Rowan’s last moments of calm play out when he buries a few small mementos of his child with Tessia in the garden of the dome. As he exits, he takes up the axe we’ve been waiting for since episode one of the series! Rowan starts popping up all over the ship acting creepy, and while he doesn’t have that axe anymore no one wants him around.
In what I think of as a bit of a leap in the plot, Agatha develops the power to astral project thanks to all of that sweet, sweet teke, allowing her to approach Thale and stop him when he considers suicide because of the pain they are causing one another. Thale eventually reaches out to the volcryn and connects with an amorphous living creature of flowing color and substance with a musical voice that exhilarates and overwhelms his physiology at the same time.

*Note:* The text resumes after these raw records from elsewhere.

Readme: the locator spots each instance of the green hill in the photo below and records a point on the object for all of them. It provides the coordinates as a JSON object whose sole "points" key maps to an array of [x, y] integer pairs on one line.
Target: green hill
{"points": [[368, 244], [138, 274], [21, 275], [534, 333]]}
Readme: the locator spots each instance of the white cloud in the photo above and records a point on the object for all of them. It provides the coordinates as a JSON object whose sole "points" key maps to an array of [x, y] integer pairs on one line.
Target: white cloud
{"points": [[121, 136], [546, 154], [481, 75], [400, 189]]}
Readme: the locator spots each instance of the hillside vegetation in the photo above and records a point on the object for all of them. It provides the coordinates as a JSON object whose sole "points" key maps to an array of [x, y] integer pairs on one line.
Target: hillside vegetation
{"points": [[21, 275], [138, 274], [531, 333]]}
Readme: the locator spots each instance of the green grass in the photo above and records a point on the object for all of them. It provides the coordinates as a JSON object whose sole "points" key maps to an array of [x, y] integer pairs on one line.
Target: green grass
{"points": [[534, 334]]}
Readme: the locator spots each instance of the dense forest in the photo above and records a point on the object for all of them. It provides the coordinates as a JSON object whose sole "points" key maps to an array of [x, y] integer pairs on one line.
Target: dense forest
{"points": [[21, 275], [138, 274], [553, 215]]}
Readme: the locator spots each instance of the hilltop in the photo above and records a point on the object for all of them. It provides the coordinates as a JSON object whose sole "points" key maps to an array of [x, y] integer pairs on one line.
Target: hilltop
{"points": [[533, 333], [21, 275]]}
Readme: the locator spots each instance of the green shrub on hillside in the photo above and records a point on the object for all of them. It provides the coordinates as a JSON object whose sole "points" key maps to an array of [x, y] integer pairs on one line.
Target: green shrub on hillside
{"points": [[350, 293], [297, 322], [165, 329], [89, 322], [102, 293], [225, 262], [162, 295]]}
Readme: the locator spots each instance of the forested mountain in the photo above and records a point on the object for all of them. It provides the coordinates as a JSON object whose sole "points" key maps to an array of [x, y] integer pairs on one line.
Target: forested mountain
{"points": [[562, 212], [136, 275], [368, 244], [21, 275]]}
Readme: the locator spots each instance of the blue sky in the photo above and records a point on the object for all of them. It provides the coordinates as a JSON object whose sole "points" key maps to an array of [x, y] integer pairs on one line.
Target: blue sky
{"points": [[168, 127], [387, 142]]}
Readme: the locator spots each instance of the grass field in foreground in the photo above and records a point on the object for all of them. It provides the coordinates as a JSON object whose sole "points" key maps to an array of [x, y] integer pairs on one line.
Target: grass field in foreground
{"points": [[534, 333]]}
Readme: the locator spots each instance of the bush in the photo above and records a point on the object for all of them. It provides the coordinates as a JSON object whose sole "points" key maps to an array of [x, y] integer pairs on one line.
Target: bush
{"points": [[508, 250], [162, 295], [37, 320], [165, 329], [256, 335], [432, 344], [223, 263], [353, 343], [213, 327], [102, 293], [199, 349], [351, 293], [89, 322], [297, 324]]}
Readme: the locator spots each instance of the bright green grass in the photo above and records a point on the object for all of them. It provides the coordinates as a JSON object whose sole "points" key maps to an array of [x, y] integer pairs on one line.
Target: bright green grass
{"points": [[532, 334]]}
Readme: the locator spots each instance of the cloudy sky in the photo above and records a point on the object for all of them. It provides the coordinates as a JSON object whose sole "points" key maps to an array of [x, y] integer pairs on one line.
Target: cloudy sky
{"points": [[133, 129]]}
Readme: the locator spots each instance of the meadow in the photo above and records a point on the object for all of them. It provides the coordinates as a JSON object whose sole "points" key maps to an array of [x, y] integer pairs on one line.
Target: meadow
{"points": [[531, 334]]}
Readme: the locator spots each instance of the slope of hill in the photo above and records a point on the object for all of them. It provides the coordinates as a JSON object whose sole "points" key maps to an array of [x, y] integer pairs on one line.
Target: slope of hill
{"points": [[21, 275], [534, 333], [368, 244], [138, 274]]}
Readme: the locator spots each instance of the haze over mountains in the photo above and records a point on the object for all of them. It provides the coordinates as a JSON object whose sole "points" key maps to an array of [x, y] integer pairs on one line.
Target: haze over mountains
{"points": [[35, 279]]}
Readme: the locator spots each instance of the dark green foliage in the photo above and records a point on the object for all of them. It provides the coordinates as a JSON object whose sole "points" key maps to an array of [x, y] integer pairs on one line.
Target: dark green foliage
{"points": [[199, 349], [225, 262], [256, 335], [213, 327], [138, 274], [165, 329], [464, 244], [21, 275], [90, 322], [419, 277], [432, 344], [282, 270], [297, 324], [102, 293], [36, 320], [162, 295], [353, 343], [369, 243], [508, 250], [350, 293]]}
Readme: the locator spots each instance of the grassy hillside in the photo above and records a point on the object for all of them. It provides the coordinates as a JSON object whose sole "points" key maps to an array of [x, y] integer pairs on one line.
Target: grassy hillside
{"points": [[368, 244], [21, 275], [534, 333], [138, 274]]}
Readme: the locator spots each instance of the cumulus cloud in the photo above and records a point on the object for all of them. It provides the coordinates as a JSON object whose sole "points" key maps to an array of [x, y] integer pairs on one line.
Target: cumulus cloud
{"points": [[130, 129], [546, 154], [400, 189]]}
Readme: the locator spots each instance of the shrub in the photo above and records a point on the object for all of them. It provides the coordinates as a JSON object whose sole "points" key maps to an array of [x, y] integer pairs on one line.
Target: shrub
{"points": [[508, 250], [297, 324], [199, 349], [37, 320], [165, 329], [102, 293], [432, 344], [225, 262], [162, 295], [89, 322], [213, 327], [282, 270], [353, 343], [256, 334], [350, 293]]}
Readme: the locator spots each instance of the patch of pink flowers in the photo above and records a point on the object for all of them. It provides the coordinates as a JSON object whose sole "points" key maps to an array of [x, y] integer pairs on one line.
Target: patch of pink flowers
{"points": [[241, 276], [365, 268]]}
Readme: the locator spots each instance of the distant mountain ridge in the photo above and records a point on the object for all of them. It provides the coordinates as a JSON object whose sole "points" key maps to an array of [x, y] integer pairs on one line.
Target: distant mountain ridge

After voicing her concerns about their aggressive approach of the volcryn despite carefully laid plans, Mel questions how Roy was able survive the decontamination despite his repeated lies. In the middle of all of the captain isn’t human and we’re approaching an alien race excitement, Cynthia takes over Lommie’s body and demands he stop the ship from reaching the volcryn.

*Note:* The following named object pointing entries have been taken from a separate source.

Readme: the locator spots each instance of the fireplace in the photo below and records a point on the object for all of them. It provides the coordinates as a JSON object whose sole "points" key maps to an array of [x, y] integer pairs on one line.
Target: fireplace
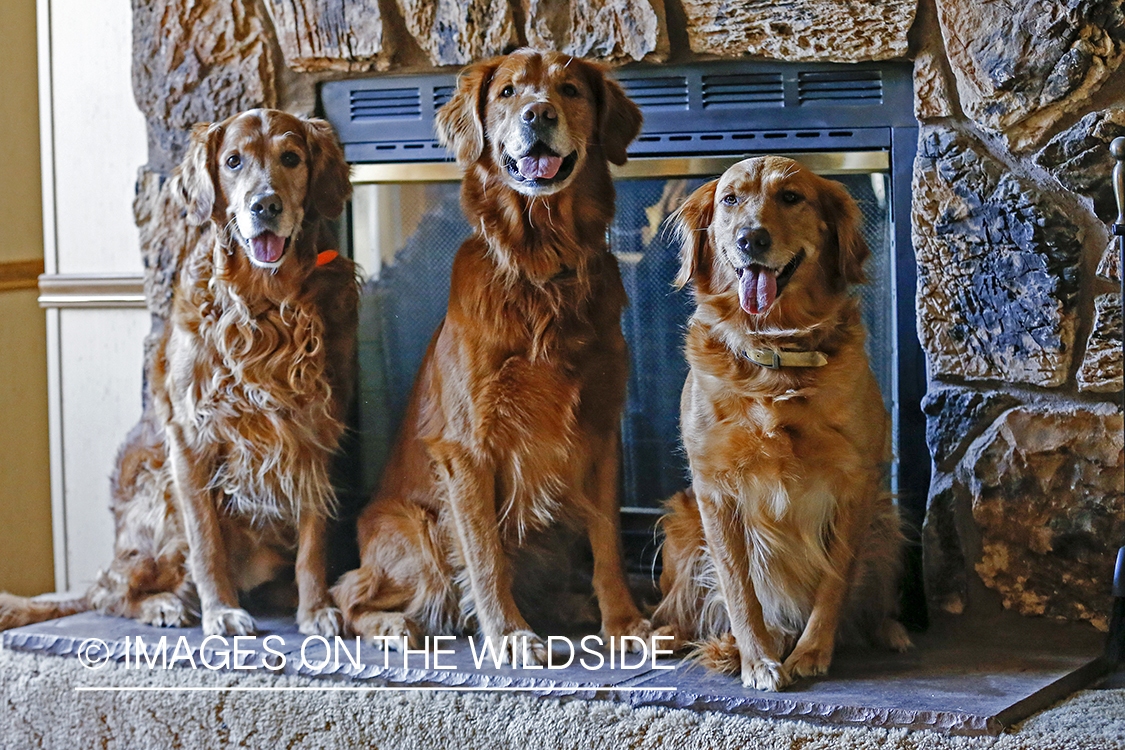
{"points": [[853, 124]]}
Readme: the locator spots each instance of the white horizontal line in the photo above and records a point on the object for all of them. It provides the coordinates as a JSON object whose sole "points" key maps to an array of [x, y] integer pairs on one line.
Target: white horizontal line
{"points": [[397, 688]]}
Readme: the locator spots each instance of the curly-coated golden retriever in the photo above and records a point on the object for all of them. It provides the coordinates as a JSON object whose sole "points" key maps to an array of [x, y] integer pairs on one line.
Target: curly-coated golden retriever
{"points": [[215, 493]]}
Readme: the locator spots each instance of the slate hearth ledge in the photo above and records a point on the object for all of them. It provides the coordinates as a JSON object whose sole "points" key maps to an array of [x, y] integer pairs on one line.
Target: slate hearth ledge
{"points": [[962, 678]]}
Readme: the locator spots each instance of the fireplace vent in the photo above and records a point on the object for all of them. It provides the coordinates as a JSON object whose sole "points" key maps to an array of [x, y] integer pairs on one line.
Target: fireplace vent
{"points": [[844, 87], [669, 92], [741, 90], [734, 107], [385, 104]]}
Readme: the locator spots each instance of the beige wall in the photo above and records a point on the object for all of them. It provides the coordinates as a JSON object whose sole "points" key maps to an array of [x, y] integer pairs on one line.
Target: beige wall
{"points": [[93, 353], [26, 563]]}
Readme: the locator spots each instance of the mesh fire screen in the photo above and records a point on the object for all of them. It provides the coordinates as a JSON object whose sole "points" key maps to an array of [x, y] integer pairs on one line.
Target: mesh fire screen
{"points": [[405, 235]]}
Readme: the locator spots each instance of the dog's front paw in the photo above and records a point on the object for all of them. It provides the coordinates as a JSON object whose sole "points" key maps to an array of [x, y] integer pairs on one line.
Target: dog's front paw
{"points": [[326, 621], [228, 621], [387, 630], [519, 648], [164, 610], [631, 635], [666, 638], [765, 675], [809, 660]]}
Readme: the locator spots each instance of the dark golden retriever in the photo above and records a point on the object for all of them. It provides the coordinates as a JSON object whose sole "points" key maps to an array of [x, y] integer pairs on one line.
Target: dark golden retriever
{"points": [[214, 493], [788, 533], [513, 423]]}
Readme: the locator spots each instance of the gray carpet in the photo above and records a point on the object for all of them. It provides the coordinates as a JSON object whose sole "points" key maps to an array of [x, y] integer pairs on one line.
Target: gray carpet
{"points": [[42, 710]]}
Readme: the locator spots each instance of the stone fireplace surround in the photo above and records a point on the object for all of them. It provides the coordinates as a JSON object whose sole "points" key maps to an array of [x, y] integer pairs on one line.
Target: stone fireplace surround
{"points": [[1017, 309]]}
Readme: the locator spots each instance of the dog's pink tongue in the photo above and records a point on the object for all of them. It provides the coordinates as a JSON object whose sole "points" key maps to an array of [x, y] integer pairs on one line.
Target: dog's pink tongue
{"points": [[539, 168], [757, 289], [267, 247]]}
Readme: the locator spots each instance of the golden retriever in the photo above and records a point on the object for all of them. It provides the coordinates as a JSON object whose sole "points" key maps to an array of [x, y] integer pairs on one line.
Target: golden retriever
{"points": [[251, 379], [788, 532], [513, 423]]}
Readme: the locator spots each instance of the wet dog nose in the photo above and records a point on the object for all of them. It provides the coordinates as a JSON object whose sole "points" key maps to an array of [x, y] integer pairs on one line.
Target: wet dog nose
{"points": [[266, 205], [755, 241], [539, 113]]}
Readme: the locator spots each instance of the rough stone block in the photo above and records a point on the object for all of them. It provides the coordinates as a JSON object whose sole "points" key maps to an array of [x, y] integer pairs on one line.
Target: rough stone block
{"points": [[459, 33], [1020, 68], [935, 92], [1047, 497], [611, 30], [321, 35], [1079, 156], [944, 565], [831, 30], [1109, 267], [1101, 367], [998, 267], [955, 416], [197, 62]]}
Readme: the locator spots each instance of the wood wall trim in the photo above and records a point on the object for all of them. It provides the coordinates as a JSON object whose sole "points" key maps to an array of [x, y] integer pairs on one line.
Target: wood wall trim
{"points": [[19, 274], [113, 290]]}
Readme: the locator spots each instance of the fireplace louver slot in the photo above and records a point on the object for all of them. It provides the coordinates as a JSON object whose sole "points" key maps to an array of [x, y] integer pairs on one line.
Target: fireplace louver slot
{"points": [[386, 104], [827, 88], [442, 95], [668, 92], [732, 91]]}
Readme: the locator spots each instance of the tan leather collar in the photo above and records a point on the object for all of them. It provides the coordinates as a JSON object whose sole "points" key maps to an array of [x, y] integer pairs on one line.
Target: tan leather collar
{"points": [[776, 360]]}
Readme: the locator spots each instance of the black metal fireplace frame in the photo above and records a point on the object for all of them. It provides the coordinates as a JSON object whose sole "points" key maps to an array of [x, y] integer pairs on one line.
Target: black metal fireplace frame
{"points": [[720, 109]]}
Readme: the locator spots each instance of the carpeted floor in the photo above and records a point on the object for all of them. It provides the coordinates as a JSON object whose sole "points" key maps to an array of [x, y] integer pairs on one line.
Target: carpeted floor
{"points": [[42, 710]]}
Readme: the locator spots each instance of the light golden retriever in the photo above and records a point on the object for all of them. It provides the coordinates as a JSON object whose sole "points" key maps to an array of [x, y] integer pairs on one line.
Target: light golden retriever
{"points": [[788, 535], [251, 379], [513, 423]]}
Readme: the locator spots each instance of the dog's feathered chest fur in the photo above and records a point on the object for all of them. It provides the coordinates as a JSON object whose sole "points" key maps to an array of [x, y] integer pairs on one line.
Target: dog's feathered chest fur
{"points": [[243, 376]]}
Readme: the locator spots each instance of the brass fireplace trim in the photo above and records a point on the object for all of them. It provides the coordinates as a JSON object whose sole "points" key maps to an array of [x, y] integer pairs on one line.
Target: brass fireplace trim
{"points": [[821, 162], [19, 274], [91, 290]]}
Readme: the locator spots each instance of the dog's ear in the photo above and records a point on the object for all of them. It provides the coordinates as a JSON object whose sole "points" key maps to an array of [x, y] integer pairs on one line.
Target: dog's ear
{"points": [[691, 223], [196, 179], [329, 174], [843, 218], [619, 119], [460, 123]]}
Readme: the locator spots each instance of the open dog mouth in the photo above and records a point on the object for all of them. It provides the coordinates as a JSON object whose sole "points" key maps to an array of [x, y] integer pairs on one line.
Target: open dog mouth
{"points": [[540, 166], [758, 287], [267, 247]]}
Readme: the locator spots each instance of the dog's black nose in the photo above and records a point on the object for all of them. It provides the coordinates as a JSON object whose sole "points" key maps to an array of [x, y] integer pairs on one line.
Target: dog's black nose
{"points": [[266, 205], [754, 241], [540, 114]]}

Finally, there’s a big surprise when we learn how the terra-form dome is destroyed. As events come full circle from episode one chaos reigns as Rowan and his axe take after Agatha on the sixth floor while everyone else is focused on the dome. Even though I’m finally getting the space horror I want, I’m disappointed that this is how we got there. The episode ends as Agatha sends a warning into space about the Nightflyer and then dramatically kills herself in a delightfully gruesome way. I’m left wondering if Thale will know about her tangle with Rowan when they meet next. Guys, Icarus’s wings are melting.